Basic nucleotide variables that could be useful. All of the variables have a prefix and a suffix;

Prefixes

DNA [ACGT]
RNA [ACGU]
degenerate
all_nucleotide

Suffixes

${prefix}s

String of the different nucleotides

@{prefix}s

Array of the different nucleotides

${prefix}_match

Precompiled regular expression which matches nucleotide characters

${prefix}_fail

Precompiled regular expression which matches non-nucleotide characters

%degenerate2nucleotides

Hash of degenerate nucleotide definitions. Each entry contains a reference to an array of DNA nucleotides that each degenerate nucleotide stands for.

%nucleotides2degenerate

Reverse of %degenerate2nucleotides. Keys are alphabetically-sorted DNA nucleotides and values are the degenerate nucleotide that can represent those nucleotides.

%degenerate_hierarchy

Contains the heirarchy of degenerate nucleotides; N of course contains all the other degenerates, and the four degenerates that can stand for three different bases contain three of the two-base degenerates.

FUNCTIONS

cleanDNA

my $clean_ref = cleanDNA($seq_ref);

Cleans the sequence for use. Strips out comments (lines starting with '>') and whitespace, converts uracil to thymine, and capitalizes all characters.

Examples:

my $clean_ref = cleanDNA($seq_ref);

my $seq_ref = cleanDNA(\'actg');
my $seq_ref = cleanDNA(\'act tag cta');
my $seq_ref = cleanDNA(\'>some mRNA
                         acugauauagau
                         uauagacgaucc');

randomDNA

my $seq_ref = randomDNA($length);

Generate random DNA for testing this module or your own scripts. Default length is 100 nucleotides.

Example:

my $seq_ref = randomDNA();
my $seq_ref = randomDNA(600);

reverse_complement

rev_comp

my $reverse_ref = reverse_complement($seq_ref);

Finds the reverse complement of the sequence and handles degenerate nucleotides.

Example:

$reverse_ref = reverse_complement(\'act');

unrollDNA

my $seq_arrayref = unrollDNA( $seq_ref );

Unroll a DNA string containing degenerate nucleotides.
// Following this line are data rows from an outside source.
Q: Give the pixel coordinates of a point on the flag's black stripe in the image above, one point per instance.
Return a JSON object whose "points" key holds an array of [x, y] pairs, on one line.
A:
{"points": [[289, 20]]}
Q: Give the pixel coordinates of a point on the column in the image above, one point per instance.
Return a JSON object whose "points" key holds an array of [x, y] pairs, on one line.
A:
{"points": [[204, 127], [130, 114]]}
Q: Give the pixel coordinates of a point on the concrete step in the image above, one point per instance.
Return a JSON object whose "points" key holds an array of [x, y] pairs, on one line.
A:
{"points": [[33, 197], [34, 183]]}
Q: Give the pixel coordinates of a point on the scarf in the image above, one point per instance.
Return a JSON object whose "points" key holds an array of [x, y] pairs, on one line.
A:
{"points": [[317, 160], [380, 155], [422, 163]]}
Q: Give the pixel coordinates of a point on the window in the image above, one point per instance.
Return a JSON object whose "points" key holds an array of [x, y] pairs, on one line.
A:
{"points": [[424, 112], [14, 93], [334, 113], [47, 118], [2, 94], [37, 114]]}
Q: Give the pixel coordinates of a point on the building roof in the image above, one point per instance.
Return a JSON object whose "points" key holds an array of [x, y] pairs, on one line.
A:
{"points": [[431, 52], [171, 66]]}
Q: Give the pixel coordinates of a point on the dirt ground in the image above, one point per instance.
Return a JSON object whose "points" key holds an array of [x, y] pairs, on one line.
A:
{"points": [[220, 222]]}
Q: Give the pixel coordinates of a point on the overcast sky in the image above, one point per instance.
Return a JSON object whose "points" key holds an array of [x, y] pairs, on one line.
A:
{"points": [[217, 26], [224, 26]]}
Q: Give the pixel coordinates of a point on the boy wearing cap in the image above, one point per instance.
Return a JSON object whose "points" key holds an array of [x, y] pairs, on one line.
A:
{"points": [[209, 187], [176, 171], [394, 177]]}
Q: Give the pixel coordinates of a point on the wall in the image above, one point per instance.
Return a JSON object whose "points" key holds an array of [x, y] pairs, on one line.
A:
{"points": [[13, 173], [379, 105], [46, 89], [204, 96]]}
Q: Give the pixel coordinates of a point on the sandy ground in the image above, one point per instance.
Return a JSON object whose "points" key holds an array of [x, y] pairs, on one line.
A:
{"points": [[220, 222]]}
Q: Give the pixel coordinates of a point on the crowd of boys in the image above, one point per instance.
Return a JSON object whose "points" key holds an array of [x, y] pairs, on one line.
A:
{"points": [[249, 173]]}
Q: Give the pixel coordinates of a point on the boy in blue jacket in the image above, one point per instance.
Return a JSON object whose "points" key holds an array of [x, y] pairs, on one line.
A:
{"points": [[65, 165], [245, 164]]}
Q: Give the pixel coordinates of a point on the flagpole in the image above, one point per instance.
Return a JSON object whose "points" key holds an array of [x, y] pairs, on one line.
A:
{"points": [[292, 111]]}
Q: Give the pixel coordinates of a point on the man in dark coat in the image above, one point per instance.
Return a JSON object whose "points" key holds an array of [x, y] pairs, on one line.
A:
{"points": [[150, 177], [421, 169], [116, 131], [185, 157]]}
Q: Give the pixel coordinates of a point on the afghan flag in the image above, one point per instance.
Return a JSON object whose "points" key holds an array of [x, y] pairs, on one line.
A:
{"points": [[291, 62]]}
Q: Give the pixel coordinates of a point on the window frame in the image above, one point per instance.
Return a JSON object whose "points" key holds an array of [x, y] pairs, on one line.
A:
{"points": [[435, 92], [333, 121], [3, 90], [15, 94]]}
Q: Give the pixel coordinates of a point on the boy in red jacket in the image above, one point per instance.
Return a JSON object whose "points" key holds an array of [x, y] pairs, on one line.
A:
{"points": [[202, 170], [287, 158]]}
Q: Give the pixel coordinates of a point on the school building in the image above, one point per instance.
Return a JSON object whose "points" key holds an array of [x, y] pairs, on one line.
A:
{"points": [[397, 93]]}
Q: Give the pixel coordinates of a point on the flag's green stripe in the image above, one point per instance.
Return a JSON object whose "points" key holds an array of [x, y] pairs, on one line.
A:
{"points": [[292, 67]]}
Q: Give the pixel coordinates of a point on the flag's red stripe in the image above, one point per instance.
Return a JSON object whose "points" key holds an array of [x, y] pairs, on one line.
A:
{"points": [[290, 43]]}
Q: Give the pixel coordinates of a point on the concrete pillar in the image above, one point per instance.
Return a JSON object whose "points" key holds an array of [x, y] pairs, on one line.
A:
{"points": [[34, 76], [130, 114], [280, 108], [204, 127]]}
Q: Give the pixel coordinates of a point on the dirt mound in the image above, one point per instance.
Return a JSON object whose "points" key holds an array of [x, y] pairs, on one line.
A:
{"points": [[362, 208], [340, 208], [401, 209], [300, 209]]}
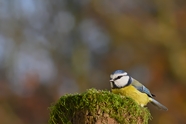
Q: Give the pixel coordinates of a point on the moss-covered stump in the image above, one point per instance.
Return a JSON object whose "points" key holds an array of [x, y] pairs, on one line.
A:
{"points": [[97, 107]]}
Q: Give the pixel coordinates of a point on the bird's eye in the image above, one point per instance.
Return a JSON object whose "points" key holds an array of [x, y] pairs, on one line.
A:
{"points": [[118, 77]]}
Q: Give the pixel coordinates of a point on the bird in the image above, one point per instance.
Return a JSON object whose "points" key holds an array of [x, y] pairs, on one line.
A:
{"points": [[123, 84]]}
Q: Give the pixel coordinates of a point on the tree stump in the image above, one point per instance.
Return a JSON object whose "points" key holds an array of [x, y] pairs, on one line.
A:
{"points": [[97, 107]]}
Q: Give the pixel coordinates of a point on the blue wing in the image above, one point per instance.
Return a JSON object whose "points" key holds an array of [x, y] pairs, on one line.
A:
{"points": [[141, 88]]}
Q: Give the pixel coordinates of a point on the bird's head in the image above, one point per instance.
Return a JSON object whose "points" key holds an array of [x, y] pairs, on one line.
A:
{"points": [[119, 79]]}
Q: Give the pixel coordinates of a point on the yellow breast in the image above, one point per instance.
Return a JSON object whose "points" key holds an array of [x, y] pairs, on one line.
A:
{"points": [[130, 91]]}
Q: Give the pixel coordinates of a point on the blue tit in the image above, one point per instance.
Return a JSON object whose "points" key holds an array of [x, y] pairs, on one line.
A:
{"points": [[123, 84]]}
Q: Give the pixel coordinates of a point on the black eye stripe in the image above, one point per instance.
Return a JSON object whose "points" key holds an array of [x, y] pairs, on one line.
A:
{"points": [[118, 77]]}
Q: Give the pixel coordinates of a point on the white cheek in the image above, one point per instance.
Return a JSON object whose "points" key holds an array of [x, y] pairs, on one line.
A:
{"points": [[111, 84], [122, 81]]}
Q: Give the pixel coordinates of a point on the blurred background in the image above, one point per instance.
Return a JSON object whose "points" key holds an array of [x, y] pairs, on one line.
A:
{"points": [[52, 47]]}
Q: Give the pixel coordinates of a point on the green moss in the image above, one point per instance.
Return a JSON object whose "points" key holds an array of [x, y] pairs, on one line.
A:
{"points": [[122, 109]]}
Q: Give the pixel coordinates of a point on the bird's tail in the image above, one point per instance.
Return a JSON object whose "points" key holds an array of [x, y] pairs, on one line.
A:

The first entry of the arrayref will be the actual sequence.

Example:

my $seq_arrayref = unrollDNA( \'ACSTAD' ) =
    [
        'ACSTAD', 'ACCTAD', 'ACGTAD',
        'ACSTAR', 'ACCTAR', 'ACGTAR',
        'ACSTAW', 'ACCTAW', 'ACGTAW',
        'ACSTAK', 'ACCTAK', 'ACGTAK',
        'ACSTAA', 'ACCTAA', 'ACGTAA',
        'ACSTAG', 'ACCTAG', 'ACGTAG',
        'ACSTAT', 'ACCTAT', 'ACGTAT'
    ]; 

AUTHOR

Kevin Galinsky, <first initial last name plus cpan at gmail dot com>

COPYRIGHT AND LICENSE

Copyright (c) 2010-2011, Broad Institute.

Copyright (c) 2008-2009, J. Craig Venter Institute.

This program is free software; you can redistribute it and/or modify it under the same terms as Perl itself.